Actuarial Post "Aon's 7 emerging risk opportunities for insurance growth”
The seven key emerging risks identified by the report comprise:
- U.S. mortgage credit: Freddie Mac and Fannie Mae are transferring U.S. mortgage market risk in a series of reinsurance transactions, with the potential demand for USD6 billion of reinsurance limit annually.
- Sharing economy: with individuals renting out personal assets for money in direct competition with established businesses like hotels and taxis, coverage gaps highlight an immediate opportunity for re/insurers to offer policies which span personal and commercial exposures.
- Reputation and brand: the #1 risk identified by the 2015 Aon Global Risk Management Survey.
- Microinsurance: offering access to four billion potential new customers, and with opportunities for long-term growth as developing economies gradually become more affluent.

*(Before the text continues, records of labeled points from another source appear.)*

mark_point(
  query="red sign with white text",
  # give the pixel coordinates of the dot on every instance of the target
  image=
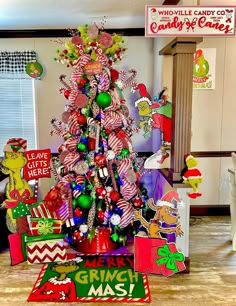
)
(189, 21)
(38, 164)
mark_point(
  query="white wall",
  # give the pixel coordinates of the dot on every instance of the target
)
(213, 123)
(50, 104)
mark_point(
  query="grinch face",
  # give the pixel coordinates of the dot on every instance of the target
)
(14, 160)
(191, 163)
(144, 109)
(115, 219)
(65, 268)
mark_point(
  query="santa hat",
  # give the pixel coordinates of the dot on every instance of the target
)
(15, 145)
(142, 100)
(188, 156)
(171, 199)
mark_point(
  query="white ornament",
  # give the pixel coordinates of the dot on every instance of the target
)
(83, 228)
(115, 219)
(110, 154)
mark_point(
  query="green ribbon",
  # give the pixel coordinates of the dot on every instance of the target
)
(169, 258)
(45, 227)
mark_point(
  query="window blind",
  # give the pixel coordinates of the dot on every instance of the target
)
(17, 111)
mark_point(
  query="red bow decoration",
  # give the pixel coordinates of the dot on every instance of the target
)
(16, 198)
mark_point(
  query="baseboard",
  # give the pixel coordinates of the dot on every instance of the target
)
(210, 210)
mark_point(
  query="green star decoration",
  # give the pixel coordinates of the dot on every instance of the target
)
(169, 258)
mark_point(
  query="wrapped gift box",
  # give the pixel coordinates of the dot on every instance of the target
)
(40, 210)
(47, 248)
(42, 226)
(152, 255)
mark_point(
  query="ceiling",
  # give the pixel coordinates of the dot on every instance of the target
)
(61, 14)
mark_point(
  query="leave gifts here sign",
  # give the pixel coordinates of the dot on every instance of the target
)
(189, 21)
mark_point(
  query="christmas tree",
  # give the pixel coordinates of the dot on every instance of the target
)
(98, 181)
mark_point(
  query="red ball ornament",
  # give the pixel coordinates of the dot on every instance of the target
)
(138, 203)
(81, 119)
(114, 196)
(100, 160)
(66, 93)
(114, 75)
(77, 236)
(78, 213)
(101, 215)
(101, 192)
(84, 201)
(91, 144)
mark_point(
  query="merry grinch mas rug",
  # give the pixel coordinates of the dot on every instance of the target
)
(91, 279)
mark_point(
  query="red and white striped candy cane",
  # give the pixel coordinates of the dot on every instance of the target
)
(102, 58)
(115, 143)
(57, 127)
(80, 179)
(121, 203)
(73, 95)
(127, 216)
(104, 82)
(73, 126)
(128, 189)
(76, 74)
(129, 82)
(124, 165)
(83, 59)
(61, 79)
(71, 159)
(123, 75)
(110, 169)
(71, 143)
(112, 120)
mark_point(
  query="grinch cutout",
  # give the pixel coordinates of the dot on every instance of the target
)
(60, 286)
(155, 114)
(166, 219)
(12, 164)
(192, 176)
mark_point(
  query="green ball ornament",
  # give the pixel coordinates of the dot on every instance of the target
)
(81, 147)
(115, 237)
(84, 201)
(103, 99)
(74, 203)
(125, 152)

- Corporate liability: opportunities for re/insurers to provide cover for
gigalosses, which require more than USD1 billion of reinsurance limit.
- Terrorism: leveraging military-based technology to better understand this risk and improve model competencies, such as accounting for factors that mitigate blast zone damage.
- Cyber risk: as data and analytics improve, Aon forecasts that cyber risk will move from complex and undermanaged into the insurance mainstream, where markets can adequately price and transfer risk.